Justice Olateru-Olagbegi noted, however, that regardless of the seasonal consumption of judicial time by election petition cases, courts of Law in Nigeria will always have more cases filed than there are Judges ready and able to attend to them.

He said the congestion was not a creation of Judges per se as they cannot stop parties from filing suits nor can they place an embargo on the filing of cases.

He stated that it was axiomatic that however diligent a Judge is, when he retires he will leave unfinished business behind for serving and future Judges.

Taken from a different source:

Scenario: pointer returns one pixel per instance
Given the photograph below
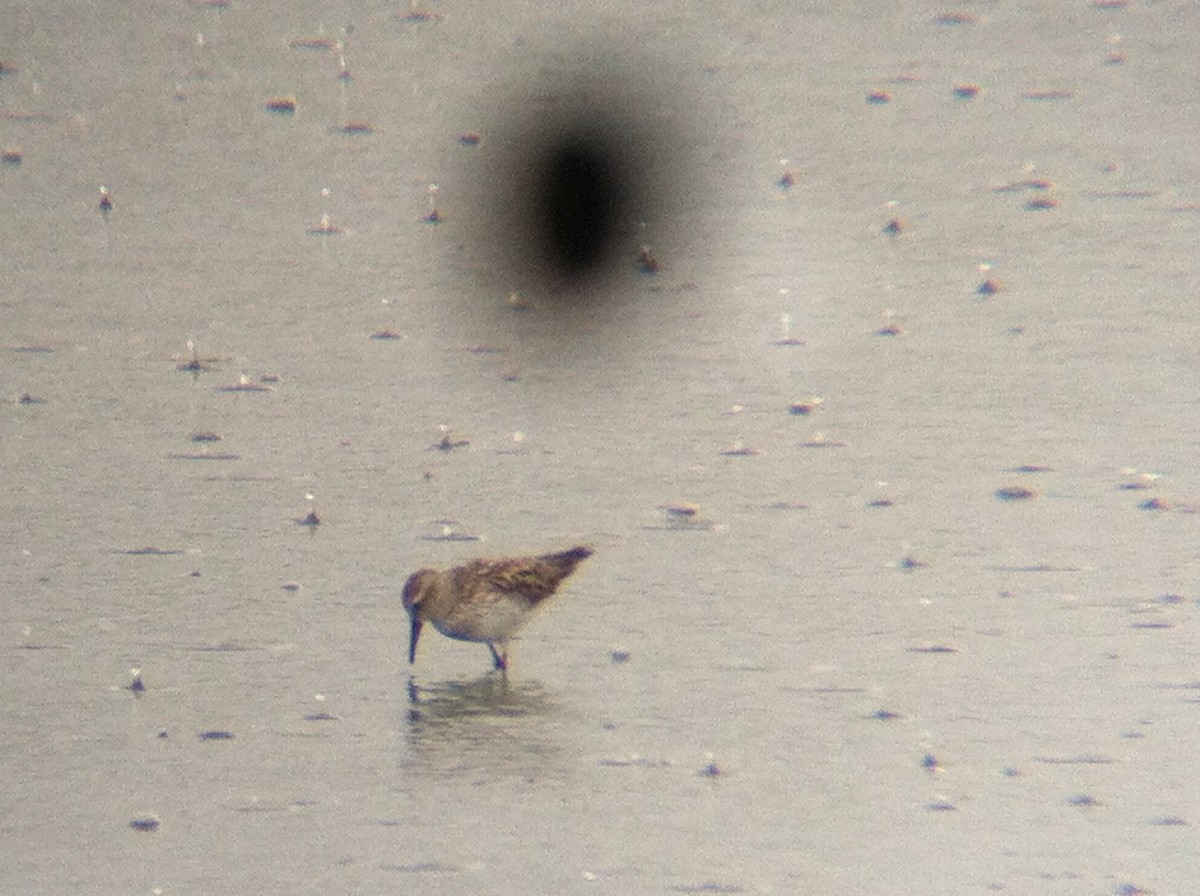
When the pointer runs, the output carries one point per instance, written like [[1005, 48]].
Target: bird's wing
[[528, 576]]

“Matters that are part-heard will be sent to stand on the queue of the dockets of the Judges who are left behind. And so on, ad infinitum,” he noted, stressing that congestion of cases causes delays in the administration of justice and that such delays in turn have huge implications for the constitutional rights of citizens to fair hearing under S.36 OF THE CONSTITUTION OF THE FEDERAL REPUBLIC OF NIGERIA 1999 AS AMENDED.

He reminded the audience that the Appellate Courts have held in successive landmark cases that in the determination of their civic rights, parties are entitled to have their cases heard and disposed of with reasonable dispatch. He cited the cases of KOTOYE VS CBN (1989) 1 NWLR ( Pt 98) 419 at 448 per NNAEMEKA-AGU JSC and OWENA BANK NIG PLC & Ors VS OLATUNJI (1999) 13 NWLR ( PT 634) 218 at 234.

The Judge contended further that “the burden of every legal order is to constantly explore more efficient methods of judging, whether it is in the area of criminal law or in civil Law and that unless we evolve drastically improved methods of judging, a time will come when the public will lose hope completely in the efficacy of the legal system to sustain the legal order as we know it today.

“If that happens, people will take the laws into their hands, sending the society dangerously close to the fatalistic ‘State of Nature ‘
theory propounded by Thomas Hobbes.

“To avoid, preempt or delay this catastrophic stage, we must constantly explore and adopt new efficacious ways of judging,” he insisted,
pointing out that “In civil procedure, one of such ways is the one offered by the Bankers Committee’s Sub committee on Ethics and Professionalism which offers an effective ADR (Alternative Dispute Resolution) option to ease the task of Judges in financial conflict management cases with a track record of fast-tracking resolution of disputes.”

Justice Olateru-Olagbegi, a strong and long standing exponent of ADR, urged Judges and Lawyers alike to familiarize themselves with and embrace the said ADR option offered by the CIBN Banking Committee’s Sub Committee on Ethics and Professionalism as well as all other available ADR options, warning that if the legal system collapses under the weight of congestion, there would be no jobs for Judges or Lawyers alike.

The Justice also declared that his concern with congestion in civil matters applied “mutatis mutandi to criminal matters.”